Sticky glue traps (also known as “glue trays” or “glue boards”) cause an enormous amount of suffering and a traumatic death for the animals they catch.
ANIMALS IN GLUE TRAPS SUFFER FOR DAYS
These traps are designed for indoor use, and ensnared animals can suffer for days before dying, or after being thrown in the trash with the trap. Glue traps don’t discriminate. They end up capturing birds, squirrels, snakes, gerbils, and other small animals—even kittens.
GLUE TRAPS CAUSE HUMAN ILLNESSES
Glue traps are also dangerous to human health. The Centers for Disease Control (CDC) and Health Canada warn against their use, for this reason. Panicked, ensnared animals produce great quantities of urine and feces, which are sources of hantavirus. In one case, a hospital that used glue traps did not check them for more than a year—during that time, the dead mice who were stuck on the traps became hosts for a fly population that caused illness among the hospital’s patients (sources listed here).
Preventive measures, natural repellents, and nonlethal traps are the only humane options for controlling rodent populations.
WHAT YOU CAN DO
- If you encounter an animal who is stuck to a glue trap, pour a small amount of cooking oil or baby oil onto the stuck areas and gently work the animal free. Consult a wildlife rehabber if necessary.
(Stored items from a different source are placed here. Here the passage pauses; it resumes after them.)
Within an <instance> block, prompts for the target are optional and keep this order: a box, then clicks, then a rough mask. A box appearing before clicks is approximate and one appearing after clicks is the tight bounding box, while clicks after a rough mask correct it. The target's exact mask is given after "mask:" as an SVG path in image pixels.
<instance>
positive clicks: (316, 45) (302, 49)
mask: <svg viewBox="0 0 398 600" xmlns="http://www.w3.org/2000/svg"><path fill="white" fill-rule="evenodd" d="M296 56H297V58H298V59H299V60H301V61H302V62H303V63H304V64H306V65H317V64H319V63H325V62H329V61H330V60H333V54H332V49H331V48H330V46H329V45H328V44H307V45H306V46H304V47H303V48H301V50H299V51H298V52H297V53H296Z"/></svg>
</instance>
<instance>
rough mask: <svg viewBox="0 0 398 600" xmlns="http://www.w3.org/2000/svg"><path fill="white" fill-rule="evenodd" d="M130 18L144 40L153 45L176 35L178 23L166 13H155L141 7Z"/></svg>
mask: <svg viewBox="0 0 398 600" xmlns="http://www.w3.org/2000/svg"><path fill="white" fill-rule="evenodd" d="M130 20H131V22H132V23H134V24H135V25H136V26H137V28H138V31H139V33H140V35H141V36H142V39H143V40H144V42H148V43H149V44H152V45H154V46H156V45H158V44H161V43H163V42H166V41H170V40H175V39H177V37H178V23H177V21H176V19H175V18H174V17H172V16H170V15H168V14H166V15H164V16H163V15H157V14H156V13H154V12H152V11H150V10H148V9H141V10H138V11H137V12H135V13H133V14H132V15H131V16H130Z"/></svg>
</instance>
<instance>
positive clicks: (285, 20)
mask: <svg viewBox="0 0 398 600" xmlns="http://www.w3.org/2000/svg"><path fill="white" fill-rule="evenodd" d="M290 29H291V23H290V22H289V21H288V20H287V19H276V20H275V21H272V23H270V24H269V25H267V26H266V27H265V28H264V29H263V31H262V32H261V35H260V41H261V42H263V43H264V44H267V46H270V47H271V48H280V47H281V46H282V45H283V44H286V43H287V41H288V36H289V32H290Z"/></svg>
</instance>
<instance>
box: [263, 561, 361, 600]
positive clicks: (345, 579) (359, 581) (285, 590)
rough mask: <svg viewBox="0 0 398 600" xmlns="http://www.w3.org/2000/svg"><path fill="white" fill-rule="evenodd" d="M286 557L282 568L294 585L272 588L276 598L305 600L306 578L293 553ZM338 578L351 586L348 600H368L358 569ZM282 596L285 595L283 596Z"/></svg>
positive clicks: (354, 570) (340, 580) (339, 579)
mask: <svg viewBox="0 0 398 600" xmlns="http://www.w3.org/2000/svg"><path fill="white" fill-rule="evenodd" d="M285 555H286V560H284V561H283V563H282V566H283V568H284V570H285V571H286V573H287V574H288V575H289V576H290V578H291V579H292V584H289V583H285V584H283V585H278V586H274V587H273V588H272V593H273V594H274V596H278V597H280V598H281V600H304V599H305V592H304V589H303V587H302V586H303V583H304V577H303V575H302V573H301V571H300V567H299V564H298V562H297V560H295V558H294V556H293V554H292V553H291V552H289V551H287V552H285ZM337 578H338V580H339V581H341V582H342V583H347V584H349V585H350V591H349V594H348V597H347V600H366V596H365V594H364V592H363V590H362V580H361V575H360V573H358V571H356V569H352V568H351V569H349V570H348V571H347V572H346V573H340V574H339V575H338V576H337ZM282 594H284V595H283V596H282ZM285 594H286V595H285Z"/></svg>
- Wherever you see glue traps sold, be sure to send a polite letter to the store manager asking him or her to stop selling the traps.
- Make your house less inviting, and use live traps to catch those who do enter so that you can release them outside. Check out our “Living in Harmony With Nature” factsheet for more tips on keeping wildlife outdoors.
Could YOU imagine being stuck to a glue trap for days before death?